The WHO estimates for total deaths is used once at the beggining of the article, then pretty much ignored after that. The figures of fourteen and eighteen thousand deaths are quoted multiple times as being fact. Which it is. Some tens of thousands of people definitely died of the H1N1 strain. But those are only the people in the developed world who died close enough to labs and doctors to be recorded, and we are essentially misrepresenting the deaths of around two hundred and fifty thousand people mostly in africa and southern asia. That's wrong. We can't just be citing the figures of deaths from the developed world and saying that those are the only ones that count.
The WHO is a reliable enough source to be trusted to tell us how many lab tested cases there were of the H1N1 strain, but not to estimate the total number of people who died?

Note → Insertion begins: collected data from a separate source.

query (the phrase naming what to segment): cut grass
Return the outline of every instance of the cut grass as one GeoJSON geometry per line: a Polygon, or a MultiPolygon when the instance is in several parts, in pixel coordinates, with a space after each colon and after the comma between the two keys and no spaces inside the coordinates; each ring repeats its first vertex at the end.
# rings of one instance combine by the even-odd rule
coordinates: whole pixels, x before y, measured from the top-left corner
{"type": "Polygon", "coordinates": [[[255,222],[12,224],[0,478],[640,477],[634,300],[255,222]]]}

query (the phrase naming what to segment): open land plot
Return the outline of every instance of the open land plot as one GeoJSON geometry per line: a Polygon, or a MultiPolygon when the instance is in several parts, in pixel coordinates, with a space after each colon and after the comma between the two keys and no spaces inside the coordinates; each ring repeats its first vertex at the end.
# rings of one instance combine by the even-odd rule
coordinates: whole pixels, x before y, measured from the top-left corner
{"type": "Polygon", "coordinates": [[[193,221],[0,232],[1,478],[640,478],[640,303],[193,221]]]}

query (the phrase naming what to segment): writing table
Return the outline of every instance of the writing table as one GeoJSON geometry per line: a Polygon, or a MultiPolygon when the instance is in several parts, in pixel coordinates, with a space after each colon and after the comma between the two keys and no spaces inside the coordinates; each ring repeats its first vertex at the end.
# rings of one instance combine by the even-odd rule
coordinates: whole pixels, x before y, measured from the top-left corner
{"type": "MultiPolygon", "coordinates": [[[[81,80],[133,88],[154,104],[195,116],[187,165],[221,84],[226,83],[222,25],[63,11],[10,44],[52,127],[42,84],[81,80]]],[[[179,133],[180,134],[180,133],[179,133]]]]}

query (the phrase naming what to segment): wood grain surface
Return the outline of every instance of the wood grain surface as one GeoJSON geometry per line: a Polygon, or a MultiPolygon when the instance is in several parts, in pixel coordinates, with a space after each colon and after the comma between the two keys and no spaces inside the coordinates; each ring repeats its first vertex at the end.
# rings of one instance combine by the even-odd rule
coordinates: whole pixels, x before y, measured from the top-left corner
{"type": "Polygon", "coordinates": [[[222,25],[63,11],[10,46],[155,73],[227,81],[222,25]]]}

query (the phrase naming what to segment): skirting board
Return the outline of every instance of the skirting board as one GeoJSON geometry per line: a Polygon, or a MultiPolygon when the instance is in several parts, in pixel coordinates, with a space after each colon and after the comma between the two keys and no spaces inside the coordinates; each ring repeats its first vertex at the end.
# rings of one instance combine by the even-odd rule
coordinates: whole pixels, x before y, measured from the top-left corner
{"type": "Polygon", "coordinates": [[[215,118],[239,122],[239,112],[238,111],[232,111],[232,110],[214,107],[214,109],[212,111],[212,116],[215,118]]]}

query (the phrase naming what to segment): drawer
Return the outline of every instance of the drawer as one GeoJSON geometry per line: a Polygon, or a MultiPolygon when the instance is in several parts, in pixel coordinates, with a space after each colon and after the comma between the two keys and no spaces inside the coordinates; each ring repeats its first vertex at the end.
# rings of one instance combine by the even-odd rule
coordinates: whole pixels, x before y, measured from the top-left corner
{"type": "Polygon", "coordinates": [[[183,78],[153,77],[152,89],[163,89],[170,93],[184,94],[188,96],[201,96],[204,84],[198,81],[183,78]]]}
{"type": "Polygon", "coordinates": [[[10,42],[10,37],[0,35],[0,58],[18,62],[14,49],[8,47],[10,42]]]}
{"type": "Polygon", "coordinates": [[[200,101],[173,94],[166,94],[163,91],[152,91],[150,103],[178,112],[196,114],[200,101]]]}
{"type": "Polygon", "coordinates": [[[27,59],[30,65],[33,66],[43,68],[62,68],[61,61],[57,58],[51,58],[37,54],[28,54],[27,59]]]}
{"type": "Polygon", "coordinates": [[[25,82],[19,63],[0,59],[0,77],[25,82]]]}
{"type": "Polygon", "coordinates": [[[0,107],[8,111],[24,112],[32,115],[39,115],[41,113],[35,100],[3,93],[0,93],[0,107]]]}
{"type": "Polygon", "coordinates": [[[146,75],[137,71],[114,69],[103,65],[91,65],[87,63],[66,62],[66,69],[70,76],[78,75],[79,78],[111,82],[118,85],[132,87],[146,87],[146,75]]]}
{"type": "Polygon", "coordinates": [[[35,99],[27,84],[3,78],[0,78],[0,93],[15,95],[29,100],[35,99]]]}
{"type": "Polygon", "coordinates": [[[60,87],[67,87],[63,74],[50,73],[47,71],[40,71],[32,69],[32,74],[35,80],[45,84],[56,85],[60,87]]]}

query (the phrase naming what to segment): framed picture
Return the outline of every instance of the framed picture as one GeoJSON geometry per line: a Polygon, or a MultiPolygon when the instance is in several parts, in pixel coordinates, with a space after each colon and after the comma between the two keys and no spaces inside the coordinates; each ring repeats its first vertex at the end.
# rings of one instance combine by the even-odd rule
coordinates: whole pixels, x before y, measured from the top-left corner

That's madness.
We need to be honest and open in this regard, and report what sources we trust are telling us. They are telling us that outside the developed world the 2009 flu killed fourteen times as many people as are being reported on this page. The people reading the page can understand that estimates aren't perfect, and as long as it it's clear that they are estimates but from reliable sources they can better understand exactly why the 2009 pandemic was an event worthy of note.
As it stands if you don't see the estimate quoted in the opening section then you are lead to believe that less than twenty thousand people died the world over and that as a result 2009 outbreak is scarecly worthy of note; barely contributing to the world wide flu season and that is absolutely not the case. While reports in the press at the time were overblown, there certainly were a lot of people getting sick and a significant number dying. How can we justify just ignoring them because they didn't have the good manners to live in countries with a good enough health care system to run the tests?